Kozachik isn't retiring though. He's taking a job heading up construction of the new Mosaic Quarter Complex, a privately funded project on Pima County land.

"I started this conversation with [former Pima County Administrator] Chuck Huckleberry a few years ago, when Mosaic Quarter was just in the design phase and of course, Chuck is gone, but continue the conversation with Jan [Lesher], Carmine Debonis, and once the board of supervisors passed the vote a couple weeks ago and approved the lease for Mosaic thought the timing was perfect. I realize I'm part way through a term, but opportunities like this don't just fall off a tree every day. And this is really, I believe Mosaic is gonna be a transformational project, not just for Tucson and Southern Arizona, but just regionally. And so the opportunity to kind of get back in the drill of helping to manage a multi-sports complex is something that you just don't get every day."

Kozachik spent 32 years working for University of Arizona Athletics, ending up as an assistant athletic director and overseeing construction and renovation work. He said he oversaw the complete remodel of every room in McKale Center and major changes to the arena space in the building as well.

Steve Kozachik

From 2009 until late 2020, Kozachik held both jobs. On the council, he was known for asking a lot of questions.

"When I started, we were facing a $40 or $50 million deficit coming right out of the [Great] Recession. That was a necessary time to be laying out the spreadsheets and crunching the data and frankly, that was new at the council. Council members didn't come and open up spreadsheets and question staff about why are we spending dollars over here, is this duplicative and all of that. That is now a transformational sort of culture at the council."

That culture change is something Kozachik said he was proud to be a part of. He is also pleased with his office's work to serve individual constituent worries.

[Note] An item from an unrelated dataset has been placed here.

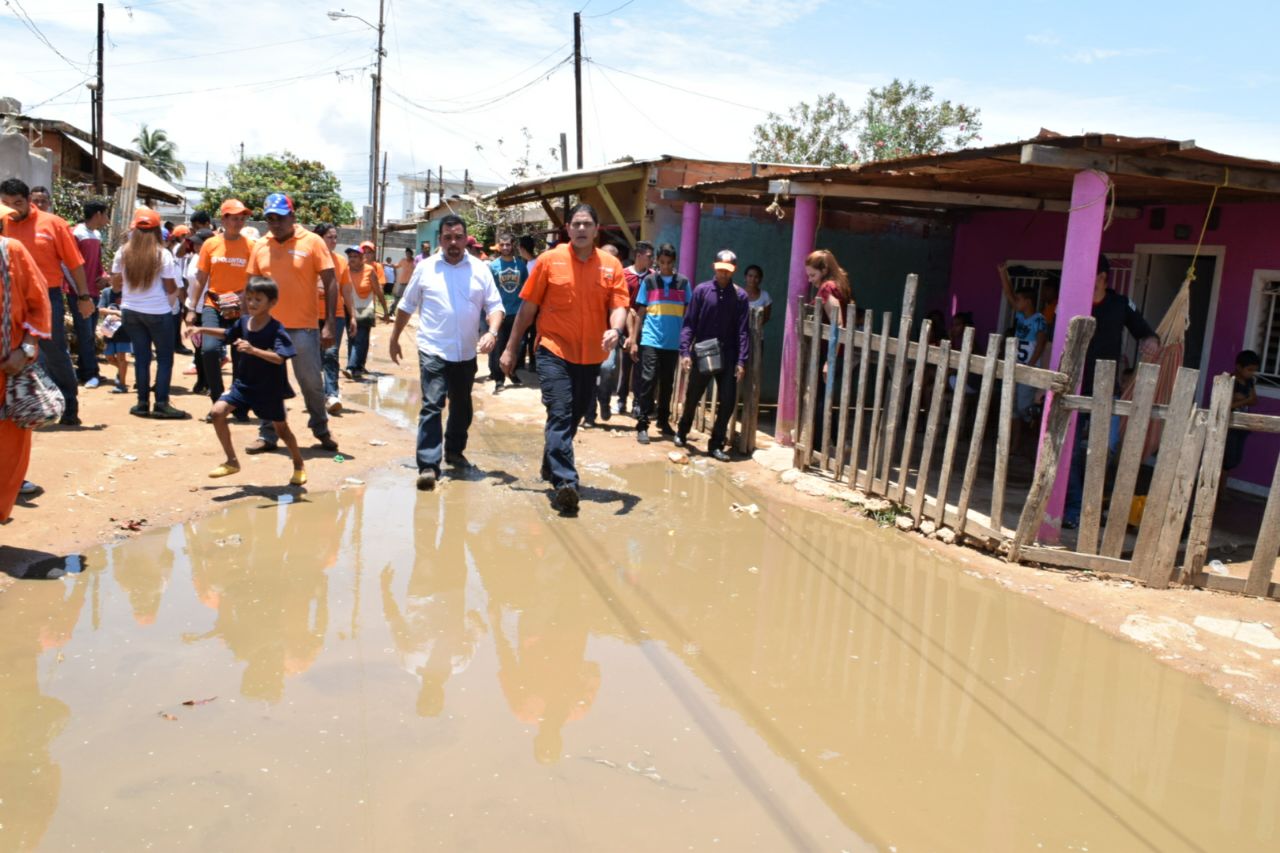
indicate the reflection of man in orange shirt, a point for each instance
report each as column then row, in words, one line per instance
column 579, row 296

"What we are most proud of as a team is our constituent work. And that is someone's dog is barking at two o'clock in the morning. Or my trash didn't get picked up. That might sound like little stuff and it is in the big picture. But to call in and actually get an answer and a response and somebody who cares about your issue is a big deal to constituents."

Kozachik is also happy with his effort to find middle ground on issues in his ward.

"That's not easy stuff and people kind of looking from the outside wonder why was that so difficult? It's because everybody's got their own perspective and their own needs and their own desires. And so being able to, to craft public policy in a way that kind of where the concentric circles overlap, find that sweet spot in the middle again, not something that you do quickly and easily, but you spend time doing, I think from a personal standpoint though."

He is also proud to have gotten through projects that have personal appeal to him, like a partnership with ByFusion to take unrecyclable plastic and turn it into blocks for construction, which he says has kept 240 tons of plastic out of landfills in about a year and a half.

Plastic Waste One week's non-recyclable plastic waste donated to Steve Kozachik's pilot program by the University of Arizona Animal Care Department.
Steve Kozachik

There's also the closure of Tucson Greyhound Park.

"I'm kind of a critter guy. And so being able to play a role in shutting down Tucson Greyhound Park, and the animal abuse that went on out there is a thing of the past now. And so I'm happy to be a part of that."

Kozachik's term has about 19 months left. The window to apply to finish the term opens April 1. Those interested can apply through the City Clerk's office.

Applicants must have been an eligible elector in the city for three years and have lived in Ward Six for one year. While the city charter does not specify that a replacement has to be of the same party, the city council has said it intends to replace Kozachik with another Democrat.